Na mitologia grega, por ter desafiado os deuses, Sísifo foi condenado a um ilógico castigo: teria de transportar uma pedra até ao cimo de uma montanha e, quando estivesse prestes a chegar ao topo, a pedra rolaria montanha abaixo até ao ponto de partida, invalidando assim todo o esforço despendido. Sem questionar o sentido deste esforço, Sísifo seria obrigado a repetir eternamente a mesma acção. Foi esta inconsequente pena que levou Albert Camus a questionar o sentido da acção humana na era moderna, e em particular a mecanização resultante do trabalho.

Tal como Camus, o dramaturgo, coreógrafo e sonoplasta Joclécio Azevedo tem vindo a questionar-se sobre o sentido do nosso percurso errático na vida (artística). Um percurso muitas vezes absurdo, que costuma estar cheio de dicotomias: encontrar, perder; partir, ficar; criar, destruir. No fundo, um percurso que está constantemente a reinventar-se, ou ainda  um percurso que dá origem a vários percursos.

É precisamente esta complexa noção de que algo nunca está terminado, esta ideia de que estamos constantemente a construir e a desconstruir aquilo que concebemos, que Joclécio evoca em Escombros, hoje em estreia absoluta no Teatro Carlos Alberto, no Porto. Em cena, os intérpretes - o próprio Joclécio Azevedo, acompanhado da performer Catarina Miranda e da artista turca Ece Canli – procuram contrariar a ideia de criação – não apenas do ponto de vista artístico -  enquanto processo linear – isto é, que tem um começo e um fim. Interessa-lhes uma performance que remeta para uma noção de momento performativo “que pode ser reinventado, reapropriado, transformado continuamente”, explica ao PÚBLICO o artista brasileiro.

Escombros é um exercício performativo que, recorrendo a objectos inanimados como a madeira e o metal, quer explorar alguns “conflitos existenciais” resultantes da nossa experiência no mundo. Esta tem sido a premissa para muitos de trabalhos de Joclécio Azevedo. Quando parte para uma nova criação, o artista pega nos fragmentos daquilo que já criou e procura dar-lhe um novo sentido, “em função da colaboração dos intérpretes”. Foi também isso que aconteceu neste espectáculo, surgiram novas ideias e isso “tornou o trabalho numa coisa autónoma”, explica, destacando a importância do compositor Jonathan Uliel Saldanha na construção dos elementos sonoros. A ideia não é utilizar sons que ilustrem a acção, o objectivo é que o som seja “produzido na própria acção”, no espaço cénico, resultado da manipulação dos objectos.
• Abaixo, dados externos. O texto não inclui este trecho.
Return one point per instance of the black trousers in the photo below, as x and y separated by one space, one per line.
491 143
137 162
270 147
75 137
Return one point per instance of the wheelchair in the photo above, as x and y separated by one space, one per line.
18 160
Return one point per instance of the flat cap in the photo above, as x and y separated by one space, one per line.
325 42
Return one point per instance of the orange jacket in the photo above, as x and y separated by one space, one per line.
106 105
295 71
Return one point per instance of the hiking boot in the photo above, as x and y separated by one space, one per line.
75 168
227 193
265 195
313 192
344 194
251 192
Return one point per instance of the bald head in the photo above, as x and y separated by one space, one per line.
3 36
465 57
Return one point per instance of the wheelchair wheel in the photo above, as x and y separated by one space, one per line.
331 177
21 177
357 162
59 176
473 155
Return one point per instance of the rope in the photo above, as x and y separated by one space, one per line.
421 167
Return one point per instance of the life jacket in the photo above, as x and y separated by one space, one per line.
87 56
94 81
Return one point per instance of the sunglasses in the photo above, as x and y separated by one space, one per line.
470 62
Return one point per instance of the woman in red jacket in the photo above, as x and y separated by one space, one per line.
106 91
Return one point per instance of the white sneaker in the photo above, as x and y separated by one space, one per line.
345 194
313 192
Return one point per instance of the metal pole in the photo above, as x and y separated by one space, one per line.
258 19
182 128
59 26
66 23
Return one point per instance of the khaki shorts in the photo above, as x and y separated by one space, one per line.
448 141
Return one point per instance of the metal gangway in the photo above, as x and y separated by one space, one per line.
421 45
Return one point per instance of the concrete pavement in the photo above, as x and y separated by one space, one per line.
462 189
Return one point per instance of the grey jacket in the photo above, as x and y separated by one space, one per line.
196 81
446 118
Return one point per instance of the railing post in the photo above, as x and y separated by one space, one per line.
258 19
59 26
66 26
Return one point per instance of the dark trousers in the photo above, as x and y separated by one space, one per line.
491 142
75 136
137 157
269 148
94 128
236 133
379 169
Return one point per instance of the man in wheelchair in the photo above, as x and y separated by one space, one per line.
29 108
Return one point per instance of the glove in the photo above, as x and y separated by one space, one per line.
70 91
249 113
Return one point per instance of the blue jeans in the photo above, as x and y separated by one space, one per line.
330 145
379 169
O desafio a que os intérpretes se colocam é o de fazer convergir diversos elementos (som, imagem, movimento), criando uma espécie de “cidade móvel”. A ideia é evocar algo em constante construção, aluindo assim os limites de uma estrutura dramatúrgica convencional.

“As pessoas vêem-nos a ensaiar e pensam que estamos a montar uma cenografia”, confessa às tantas Joclécio de Azevedo. E reina de facto o caos no palco do Teatro Carlos Alberto. Estacas de madeira, pregos e utensílios metálicos compõem o cenário, que nos remete para uma estrutura indefinida, ainda por ser edificada. “No fundo, estamos aqui a montar uma espécie de face invisível do trabalho. Colocamos o trabalho enquanto objecto artístico, o trabalho como qualquer coisa que tem lugar dentro do teatro e que dialoga com as ilusões que o próprio teatro cria, que são também as próprias ilusões que criamos socialmente”, clarifica o coreógrafo.

Escombros é uma co-produção entre a Circular Associação Cultural e o Festival Internacional de Marionetas do Porto. Com estreia absoluta este sábado, às 21h, o espectáculo está também em cena no domingo, às 16h.